Let everything into you: Beauty and Terror. Just keep going, no feeling is final.
— Rainer Maria Rilke
While the distinction between Counseling and Jungian Analysis (or Depth Psychotherapy) is not a sharp one, it can be helpful to have some understanding of the difference.
Many people seek help because of psychological symptoms and painful life circumstances. Others are motivated not because their life is problematic, but because they feel like something is missing and they seek more meaning or sense of purpose. My approach will depend on what brings you to seek help.
Counseling is effective for addressing specific symptoms, such as anxiety or excessive worry, and for dealing with difficult life circumstances. It might be sought when coping with changes in marital status, career, parenthood, loss of a loved one or when making an important life decision. You and I set goals at the beginning of therapy to help guide the process.
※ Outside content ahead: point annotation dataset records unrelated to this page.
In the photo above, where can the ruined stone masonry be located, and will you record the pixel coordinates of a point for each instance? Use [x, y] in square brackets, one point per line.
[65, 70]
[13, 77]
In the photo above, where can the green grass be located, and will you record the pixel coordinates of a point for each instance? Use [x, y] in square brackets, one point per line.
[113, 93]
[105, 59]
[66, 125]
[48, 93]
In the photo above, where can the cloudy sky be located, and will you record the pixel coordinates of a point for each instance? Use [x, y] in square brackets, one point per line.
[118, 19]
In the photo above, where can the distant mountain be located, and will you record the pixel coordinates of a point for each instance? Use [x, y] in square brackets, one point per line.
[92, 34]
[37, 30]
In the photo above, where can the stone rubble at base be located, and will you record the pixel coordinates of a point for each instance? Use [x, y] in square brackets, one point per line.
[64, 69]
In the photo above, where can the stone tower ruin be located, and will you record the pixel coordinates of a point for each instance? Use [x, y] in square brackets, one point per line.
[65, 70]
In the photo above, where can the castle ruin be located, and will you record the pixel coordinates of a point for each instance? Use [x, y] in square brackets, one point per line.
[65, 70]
Jungian Analysis, or Depth Psychotherapy, is a process of inner exploration and psycho-spiritual development. The late Swiss Psychiatrist Carl Jung found that it was common for people to achieve a respectable level of success in their lives, only then to discover a longing for a deeper sense of purpose. This can be experienced as an unsettling time of uncertainty about one’s identity, accomplishments, values and beliefs. Through an exploration of inner images, thoughts, feelings and dreams, this soulful inquiry looks toward unexplored and forgotten facets of one’s deeper self and beyond. By effecting toward these hidden aspects, an inner aliveness might quicken. Shadow qualities can be examined and integrated into one’s identity, leading to a fuller and more mature consciousness. This process is supported within the therapeutic relationship through talking, dream work, and/or other creative arts. As you might imagine, such a journey can be challenging at times, but it also offers the potential of living a more full and authentic life.